Objects are either under the control of the animation system-- which includes f-curves and constraints-- or else they are under the control of the physics system. There is no in-between.
If you would like to have an object that copies the Z location of an object, you can disable rendering on your rigid body, then make a new object that copies the Z location of the non-rendering rigid body. Then, you can animate the influence of that constraint, and/or use it in conjunction with other constraints, to control exactly when the object is copying the Z location and, perhaps, when it is copying the XYZ location. I doubt this is what you want, though-- if you switch suddenly to copying XYZ location, the object will jump, because your physics have been moving in XY for a decent chunk of time, ignored by that object.

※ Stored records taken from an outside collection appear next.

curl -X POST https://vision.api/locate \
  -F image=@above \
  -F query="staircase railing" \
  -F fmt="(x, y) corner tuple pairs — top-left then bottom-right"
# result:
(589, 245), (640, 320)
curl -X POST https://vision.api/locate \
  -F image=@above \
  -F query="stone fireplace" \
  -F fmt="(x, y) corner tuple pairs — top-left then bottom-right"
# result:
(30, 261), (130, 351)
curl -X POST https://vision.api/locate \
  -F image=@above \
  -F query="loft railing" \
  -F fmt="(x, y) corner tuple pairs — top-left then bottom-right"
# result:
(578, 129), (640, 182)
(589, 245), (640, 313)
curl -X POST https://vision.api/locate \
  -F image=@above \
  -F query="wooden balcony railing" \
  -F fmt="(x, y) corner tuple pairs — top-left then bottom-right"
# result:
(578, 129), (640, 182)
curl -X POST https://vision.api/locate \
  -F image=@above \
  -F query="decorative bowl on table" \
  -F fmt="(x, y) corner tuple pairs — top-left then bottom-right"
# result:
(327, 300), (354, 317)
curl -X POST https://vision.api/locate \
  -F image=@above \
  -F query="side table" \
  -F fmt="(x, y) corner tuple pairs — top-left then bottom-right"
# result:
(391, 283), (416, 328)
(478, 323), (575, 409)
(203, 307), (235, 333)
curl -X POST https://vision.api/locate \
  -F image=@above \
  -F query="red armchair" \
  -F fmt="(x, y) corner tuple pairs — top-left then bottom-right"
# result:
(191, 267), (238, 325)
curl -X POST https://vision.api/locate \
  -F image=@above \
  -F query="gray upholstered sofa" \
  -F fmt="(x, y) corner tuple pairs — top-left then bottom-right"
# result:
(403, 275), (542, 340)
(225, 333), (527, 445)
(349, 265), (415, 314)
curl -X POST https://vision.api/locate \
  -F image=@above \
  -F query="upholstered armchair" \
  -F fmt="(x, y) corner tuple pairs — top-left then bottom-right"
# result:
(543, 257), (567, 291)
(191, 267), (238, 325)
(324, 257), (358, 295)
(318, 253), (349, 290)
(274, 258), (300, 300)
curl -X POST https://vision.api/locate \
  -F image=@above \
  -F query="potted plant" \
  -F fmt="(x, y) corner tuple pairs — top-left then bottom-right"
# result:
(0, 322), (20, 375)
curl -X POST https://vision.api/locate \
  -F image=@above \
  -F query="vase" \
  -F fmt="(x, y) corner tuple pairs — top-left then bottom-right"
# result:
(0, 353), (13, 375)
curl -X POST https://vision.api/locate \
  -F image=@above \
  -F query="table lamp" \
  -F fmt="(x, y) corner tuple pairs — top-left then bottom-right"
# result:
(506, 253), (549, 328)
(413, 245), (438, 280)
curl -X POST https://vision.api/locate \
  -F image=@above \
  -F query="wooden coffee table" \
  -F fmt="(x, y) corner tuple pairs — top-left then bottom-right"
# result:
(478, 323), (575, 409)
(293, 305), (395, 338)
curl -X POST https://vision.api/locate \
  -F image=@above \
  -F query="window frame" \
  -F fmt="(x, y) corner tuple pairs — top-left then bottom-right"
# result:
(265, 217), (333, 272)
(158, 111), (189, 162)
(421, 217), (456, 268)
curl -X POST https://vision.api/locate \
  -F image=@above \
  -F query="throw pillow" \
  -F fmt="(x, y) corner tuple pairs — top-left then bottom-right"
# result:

A different option here, which is what I would recommend considering, is to create non-rendering rigid body physics that act the way you would like them to act. If you want the cube to bounce straight up, then it can bounce off of a level but invisible collider. Or, make an invisible collider wall, to keep the cube from moving in one or more directions. These colliders can have the "animated" trait enabled, allowing you to move them out of the way whenever you want different behavior for your physics. There's no reason that you have to render what your simulation sees.
Colliders aren't the only way you can gain control of a physical system; you can also use animated rigid bodies that are joined to a simulated rigid body via a rigid body constraint.
A final option here is bake your rigid body simulation to keyframes, then edit those keyframes, and then use them as the beginning of a rigid body sequence, during which the cube has the "animated" trait. Any linear or rotational velocity will be recalculated based on the last animated frame.